We also said that it would be important to recognise when people on the autism spectrum have to make a considerable effort to manage in a 'neurotypical' world - even if they appear to cope on a superficial level.

Social communication disorder

The APA has created a new diagnosis of social communication disorder. This is characterised by difficulties with verbal and non-verbal communication that cannot be explained by low cognitive ability. It includes difficulty in learning and using spoken and written language, as well as inappropriate responses in conversation. It does not include restricted, repetitive patterns of behaviour, interests or activities. The disorder limits effective communication, social relationships, academic achievement or occupational performance.

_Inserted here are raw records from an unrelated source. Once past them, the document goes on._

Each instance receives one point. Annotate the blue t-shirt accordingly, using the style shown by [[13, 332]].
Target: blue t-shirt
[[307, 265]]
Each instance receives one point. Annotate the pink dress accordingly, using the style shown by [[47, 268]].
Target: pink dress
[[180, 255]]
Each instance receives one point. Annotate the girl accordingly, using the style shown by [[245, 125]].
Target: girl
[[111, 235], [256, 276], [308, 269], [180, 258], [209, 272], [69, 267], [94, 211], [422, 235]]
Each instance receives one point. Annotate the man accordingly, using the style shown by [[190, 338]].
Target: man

From our experience of assessing people with social and communication disorders, we believe that communication problems are rarely the basis of difficulties with social interaction, but communication problems are often rooted in difficulties with social communication and interaction. Moreover, our assessments suggest that in fact these people usually do have restricted or repetitive behaviours and interests, but have been able to mask them, particularly where someone is more able intellectually.   

Therefore, though social communication disorder is not part of the autism spectrum, we believe that it is likely that this group could be a sub-group of people on the autism spectrum. When the aim of DSM-5 is to avoid having autism sub-groups, we do not believe it is helpful to have created this additional diagnosis of social communication disorder.